Velociste, nuotatrici, ginnaste, rugbiste e campionesse olimpiche si sono unite in una protesta diventata rapidamente virale contro Sydney Sweeney. Al centro della polemica c’è una pubblicità dedicata alle scommesse sportive nella quale l’attrice statunitense appare completamente nuda, coprendo le parti intime con alcuni attrezzi legati allo sport.

La campagna pubblicitaria ha provocato la reazione di numerose atlete, che accusano lo spot di rappresentare le donne attraverso il loro aspetto fisico, mettendo in secondo piano sacrifici, risultati e professionalità. Una contestazione che, nel giro di poche ore, ha coinvolto sportive di discipline e Paesi diversi.

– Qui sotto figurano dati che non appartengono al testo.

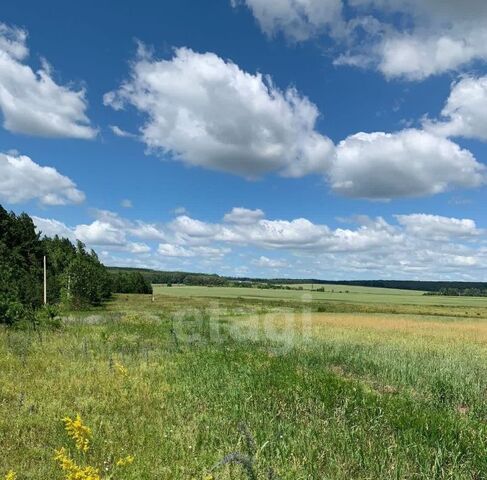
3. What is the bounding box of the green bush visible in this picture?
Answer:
[0,296,28,325]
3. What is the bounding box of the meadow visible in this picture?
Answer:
[0,286,487,480]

Gracie Kramer dà il via alla protesta

La prima a esporsi pubblicamente è stata la ginnasta americana Gracie Kramer. L’atleta ha pubblicato sui social un video nel quale appare durante un allenamento, accompagnandolo con una frase diventata rapidamente il simbolo della protesta: “Non so cosa stesse facendo Sydney Sweeney, ma ecco come appaiono le donne nello sport”.

Il messaggio della Kramer ha aperto la strada ad altre campionesse. Tra loro anche l’inglese Amy Hunt, quattro volte campionessa europea. Dopo aver corso i 200 metri a Budapest, la velocista ha deciso di affrontare direttamente l’argomento durante un’intervista con la Bbc Sport.

“Sydney Sweeney, ecco come appaiono le donne nello sport”, ha dichiarato Hunt, rilanciando così la protesta iniziata sui social.

La protesta diventa internazionale

Dopo le prime prese di posizione, numerose atlete di diverse discipline hanno iniziato a pubblicare immagini e video nei quali mostrano il loro quotidiano fatto di allenamenti, gare e sacrifici. Un modo per contrapporre alla rappresentazione proposta dallo spot quella delle donne impegnate realmente nello sport professionistico.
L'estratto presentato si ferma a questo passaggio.